Saturday, July 09, 2011

Grey on Grey



That's last night's daddy-long-legs in my bathroom. There's not a lot else to report in local arachnid news, except one of the orange spiders who's still small decided to make a massive web in front of the front door last night, nearly capturing me.

I got up at 11am to-day, and I think I might try getting up gradually earlier for Comic-Con, which happens the week after next. I'm trying to finish my comic, too, though I'm not sure there's any real point. I suspect I have a better chance of getting it published by mailing it out. Gone are the days when the likes of Jhonen Vasquez was able to get published just by dropping one of his comics off at one of the booths at Comic-Con. But I guess there's no harm in being prepared.

By complete coincidence, I was listening to Bob Dylan's "Leopard Skin Pill Box Hat" when I took this screenshot;



That's Wendy Hiller in Powell and Pressburger's I Know Where I'm Going! which I watched again a few days ago. I've always been fascinated by how ugly she is. She looks like Harpo Marx, or one of Cinderella's step sisters. The funny thing about beauty, or lack of it, is it makes me question if I see what I'm seeing. I'm in the camp that thinks it's sad not to express appreciation for beauty despite the fact that doing so inevitably acknowledges the existence of people who aren't beautiful.
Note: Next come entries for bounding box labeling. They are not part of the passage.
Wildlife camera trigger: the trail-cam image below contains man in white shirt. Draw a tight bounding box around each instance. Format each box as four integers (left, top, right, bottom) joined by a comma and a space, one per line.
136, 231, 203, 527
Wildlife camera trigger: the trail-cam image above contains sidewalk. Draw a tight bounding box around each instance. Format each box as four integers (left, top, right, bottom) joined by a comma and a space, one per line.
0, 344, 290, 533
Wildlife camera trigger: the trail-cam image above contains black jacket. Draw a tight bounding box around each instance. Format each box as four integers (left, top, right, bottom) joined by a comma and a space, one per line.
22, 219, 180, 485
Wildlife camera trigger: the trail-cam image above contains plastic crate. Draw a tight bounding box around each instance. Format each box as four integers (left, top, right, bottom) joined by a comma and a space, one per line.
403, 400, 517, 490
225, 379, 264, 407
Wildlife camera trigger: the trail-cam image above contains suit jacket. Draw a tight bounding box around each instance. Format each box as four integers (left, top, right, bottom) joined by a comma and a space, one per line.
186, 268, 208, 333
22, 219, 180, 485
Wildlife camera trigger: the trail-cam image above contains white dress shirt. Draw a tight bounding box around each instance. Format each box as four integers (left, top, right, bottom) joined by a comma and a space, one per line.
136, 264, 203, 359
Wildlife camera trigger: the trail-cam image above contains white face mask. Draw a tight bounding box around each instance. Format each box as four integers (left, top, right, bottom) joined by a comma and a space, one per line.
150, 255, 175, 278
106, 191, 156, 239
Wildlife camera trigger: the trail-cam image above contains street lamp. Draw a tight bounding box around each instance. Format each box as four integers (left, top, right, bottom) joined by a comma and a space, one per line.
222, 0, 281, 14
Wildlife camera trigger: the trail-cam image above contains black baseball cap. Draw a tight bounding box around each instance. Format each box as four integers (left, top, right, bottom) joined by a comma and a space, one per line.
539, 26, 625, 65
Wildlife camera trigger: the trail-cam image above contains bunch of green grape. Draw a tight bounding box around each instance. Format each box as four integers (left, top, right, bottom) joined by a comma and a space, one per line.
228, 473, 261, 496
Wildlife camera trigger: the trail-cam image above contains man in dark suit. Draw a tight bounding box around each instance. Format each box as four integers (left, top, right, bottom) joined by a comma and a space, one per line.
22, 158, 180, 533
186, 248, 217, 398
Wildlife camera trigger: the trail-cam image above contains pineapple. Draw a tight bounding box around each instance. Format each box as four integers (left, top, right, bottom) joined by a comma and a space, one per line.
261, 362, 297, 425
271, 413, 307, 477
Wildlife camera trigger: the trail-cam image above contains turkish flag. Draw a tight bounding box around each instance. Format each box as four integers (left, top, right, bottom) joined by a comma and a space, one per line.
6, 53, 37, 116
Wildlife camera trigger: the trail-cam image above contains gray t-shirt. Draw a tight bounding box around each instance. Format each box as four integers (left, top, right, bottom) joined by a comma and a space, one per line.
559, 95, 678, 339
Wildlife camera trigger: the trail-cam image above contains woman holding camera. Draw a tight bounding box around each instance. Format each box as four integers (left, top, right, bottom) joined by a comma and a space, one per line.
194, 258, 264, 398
A society that teaches us to spare everyone's feelings creates an instinct that runs contrary to this. I think this is ultimately more damaging--it's an attempt to create a delusion, and truths that stay below the surface can have a more fundamentally damaging effect than those that are placed on the surface. In other words, someone who knows they're unattractive despite constant assurances to the contrary will be preoccupied with the question. Like a cat tied to a stick, as the Radiohead track goes.

On the other hand, sometimes you get mysteries like Wendy Hiller. Was she cast in the romantic lead because of different standards of beauty? Possibly. Both Deborah Kerr and Moira Shearer, stars of other Powell and Pressburger movies from the period, are gorgeous to me, but have some facial features I think might impede their careers in modern American Hollywood--mainly the eyes that are relatively close together, smooth cheeks, and larger jaw. I suppose one could say this about Renee Zellweger, though I guess part of her appeal is that she's the not-so-attractive "every girl". Maybe that's the point of Wendy Hiller, actually, except there's something cold about her. I mean, that's kind of the point of the movie, is how she lacks a certain basic human warmth. So it's a romantic comedy that stars a woman who's both unattractive and cold--I don't think I've ever seen that combination in another movie. If it's not merely due to different cultural standards of beauty, the choice is rather fascinating. It makes her seem more vulnerable, I guess, and makes her iron confidence funnier.

I dreamt last night the second Doctor on Doctor Who was performing brain surgery on himself. I remember him lying on a metal slab, shirtless, his head turned to an odd angle and one of his parietal lobes suspended above him on a tray. He seemed utterly unperturbed as he worked on it with his sonic screwdriver.